The Stabilisation and Association process aims to bring all of the Yugolsavian republics, and Kosovo into Europe through a process of institution building, trade agreements, reconstruction assistance and policy co-ordination. Croatia, Macedonia, Serbia and Montenegro (including Kosovo), Bosnia-Herzegovina, and Albania as well, have all signed up to the process and have all received development assistance from a broad range of international development banks and institutions, including of course the World Bank and the United States.

Some have branded the exercise as colonial, some as foolish and beyond the capacities of the EU, but all, including it supporters, recognize that there is indisputably a risk, if not in fact, multiple risks of the whole project going disastrously wrong The charges that Europe is creating an Empire stem from the fact that the High Representative in Bosnia, and the Special Representative in Kosovo, for instance, both have highly autocratic powers in being able to dismiss officials, virtually at a whim, and the powers to impose policies over and above elected officials heads. Furthermore, tribunals have been run by international judges, the police by a NATO and European gendarmarie, with economic and trade policy being controlled by international and European technocrats.

Defenders of the project, including former high representative, Paddy Ashdown, have defended the authoritarian nature of the project as necessary for bypassing the corruption and criminality that is endemic to the politicians and parties of the region. Where organized crime and corruption is endemic and private militias abound, they argue, handing over political authority to whoever managed to secure enough votes might essentially be handing state power and development assistance straight into the hands of gangsters.

Brussels has then, to a large measure, offered the Balkan states incentives to establish judicial systems, national assemblies, tax regimes, budgetary controls, and laws that, when met, will enable these societies to enter the EU. The states in question undergo regular monitoring on their progress and receive assistance and or have assistance removed, depending on the assessments of their European co-ordinators.

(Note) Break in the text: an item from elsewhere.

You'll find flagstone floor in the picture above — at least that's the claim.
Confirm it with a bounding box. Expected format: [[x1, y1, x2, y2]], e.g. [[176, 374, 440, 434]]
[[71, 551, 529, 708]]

In seeking to establish working state institutions and a civil society, before allowing representatives from that society a chance to model and shape their own agreements, therefore, the project certainly runs the risk of floundering in the face of a lack of political acceptance in the host country. When functioning elected assemblies do emerge in those states then, representatives may well choose to reject the EU accession process, claiming quite legitimately, that the process was at no time subjected to a test of public approval. Some critics, therefore, point out that the whole venture will ultimately end up as a huge mass of development assistance poured down the drain.

Public acceptance is indeed a big issue, however Paddy Ashdown and others contend that it works in the opposite direction. They claim that the vast majority of the Balkan people want to join Europe and that it is the politicians that fail to represent the will of the people when they do not pursue the association process with sufficient vigor.

In the background however, lie the ominous ethnic tensions of the bitter war between the Serbs, Croats, Bosnias and Kosovars that could reignite at any time. For this reason alone the EU was compelled to act in some form or another, and in this instance it was surely better to have acted comprehensively, rather than half-heartedly. This recalls the peace process in Northern Ireland that to no small degree was furthered by EU development aid and assistance. There are undoubtedly serious questions to be asked about the legitimacy of processes conducted largely out of the public eye, however they must go hand in hand with the possibility that some people might actually be pleased to have a functioning administration delivered to their door, rather than having to, almost literally, fight for them. The European stabilisation project may indeed have some imperial aspects, but for want of any better ideas, it might also prove to be the best form of peacekeeping around.